2. That being said, I have a feeling that I might have made some micro scratches in the glass during all this work. I tried to make the working area as clean as possible and used compressed air to blow down everything to keep dust out. Nevertheless, this was by no means a "clean room." Thus the small dots on a black screen.

3. All I can say is breath deep and keep a cool head when applying the polarizing film, and then positioning the glass slide, and then trying to glue it all without scratching the polarizer. I used JB Weld which is rated for 500 degF, so I think I'm good there. However, I glued it in late last night only to find this morning that I had scratched the polarizer really bad. So I had to cut the glue off again, and start all over. This time I thought it all looked pretty good before putting it all back together again. I thought I had seen some small scratches, but it was hard to tell. In either case, just be as clean and careful as you can.
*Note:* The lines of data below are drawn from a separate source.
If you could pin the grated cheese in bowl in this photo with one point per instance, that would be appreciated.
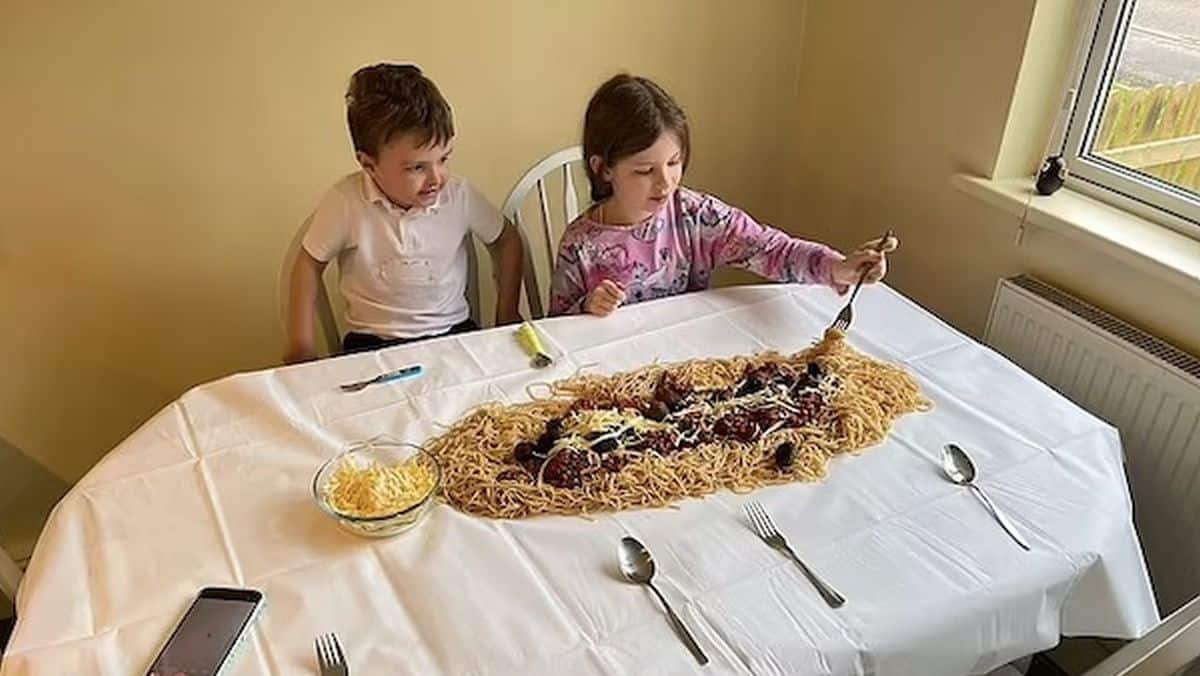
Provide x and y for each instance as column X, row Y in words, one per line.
column 378, row 488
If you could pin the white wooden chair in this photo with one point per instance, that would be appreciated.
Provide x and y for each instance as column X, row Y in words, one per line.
column 561, row 162
column 328, row 318
column 10, row 576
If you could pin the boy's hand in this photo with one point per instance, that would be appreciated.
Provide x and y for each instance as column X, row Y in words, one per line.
column 604, row 299
column 869, row 258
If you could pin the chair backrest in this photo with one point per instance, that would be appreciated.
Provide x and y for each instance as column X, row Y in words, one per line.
column 327, row 319
column 546, row 239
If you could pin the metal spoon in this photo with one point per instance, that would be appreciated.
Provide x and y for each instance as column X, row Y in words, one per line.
column 637, row 566
column 960, row 470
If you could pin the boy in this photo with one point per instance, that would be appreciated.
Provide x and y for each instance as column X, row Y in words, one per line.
column 399, row 227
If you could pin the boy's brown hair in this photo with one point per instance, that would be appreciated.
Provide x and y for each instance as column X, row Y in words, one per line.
column 627, row 115
column 385, row 100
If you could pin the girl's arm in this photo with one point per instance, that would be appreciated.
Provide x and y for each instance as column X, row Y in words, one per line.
column 741, row 241
column 568, row 288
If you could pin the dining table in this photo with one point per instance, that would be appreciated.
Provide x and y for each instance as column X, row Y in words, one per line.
column 216, row 490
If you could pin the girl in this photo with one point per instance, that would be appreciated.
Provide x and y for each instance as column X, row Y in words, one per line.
column 647, row 237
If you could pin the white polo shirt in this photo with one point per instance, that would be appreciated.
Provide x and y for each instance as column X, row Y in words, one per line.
column 402, row 271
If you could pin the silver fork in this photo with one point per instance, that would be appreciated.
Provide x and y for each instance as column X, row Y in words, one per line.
column 847, row 313
column 329, row 656
column 766, row 528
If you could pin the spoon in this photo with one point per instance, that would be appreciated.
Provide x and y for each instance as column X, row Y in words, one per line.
column 960, row 470
column 637, row 567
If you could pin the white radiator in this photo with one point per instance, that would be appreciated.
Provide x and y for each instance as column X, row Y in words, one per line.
column 1146, row 388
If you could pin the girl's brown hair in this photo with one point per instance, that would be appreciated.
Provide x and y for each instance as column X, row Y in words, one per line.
column 627, row 115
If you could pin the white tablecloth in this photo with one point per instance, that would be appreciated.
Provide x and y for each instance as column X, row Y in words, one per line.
column 215, row 490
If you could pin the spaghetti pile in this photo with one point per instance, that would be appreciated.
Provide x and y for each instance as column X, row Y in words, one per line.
column 669, row 431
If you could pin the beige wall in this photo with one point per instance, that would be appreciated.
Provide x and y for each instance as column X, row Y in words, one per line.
column 895, row 97
column 156, row 157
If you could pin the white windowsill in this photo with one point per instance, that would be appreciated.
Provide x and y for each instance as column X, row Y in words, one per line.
column 1143, row 244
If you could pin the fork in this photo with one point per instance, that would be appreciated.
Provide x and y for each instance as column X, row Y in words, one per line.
column 329, row 656
column 766, row 528
column 397, row 375
column 847, row 313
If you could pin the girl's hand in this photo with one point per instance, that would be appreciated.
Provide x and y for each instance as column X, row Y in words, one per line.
column 864, row 259
column 604, row 299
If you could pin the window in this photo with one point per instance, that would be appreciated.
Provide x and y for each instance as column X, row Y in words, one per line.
column 1134, row 135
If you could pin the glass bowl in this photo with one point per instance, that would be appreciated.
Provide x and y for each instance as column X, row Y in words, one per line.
column 384, row 452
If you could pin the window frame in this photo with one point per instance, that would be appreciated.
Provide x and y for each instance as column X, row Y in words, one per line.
column 1149, row 197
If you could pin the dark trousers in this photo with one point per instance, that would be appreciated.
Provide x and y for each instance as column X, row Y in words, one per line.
column 364, row 342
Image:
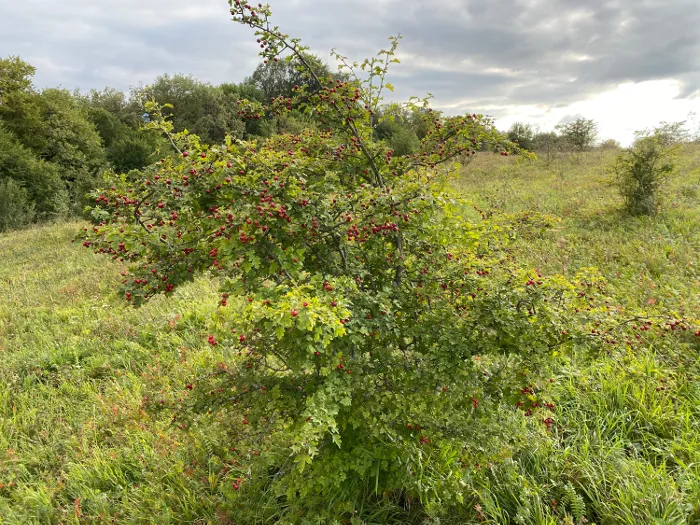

4. Even though I banged and beat the projector up, it all went back together fine and seems to be A-ok. The thing I was most worried about is what grpo went through with having to re-align the LCD screens. I did as he suggested and didn't dare touch the screws on the LCD and it all looks fine. No adjustment needed.

If it stays like it is now, it is for sure good enough to last until the next best thing rolls along. I really didn't want to buy a new 8350 seeing as it is so late in the model cycle. I have a feeling it is going to get replaced any time now!

Anyway, I think that is it. AGAIN, huge thanks to grpo. Without this guide I wouldn't have dared to try this!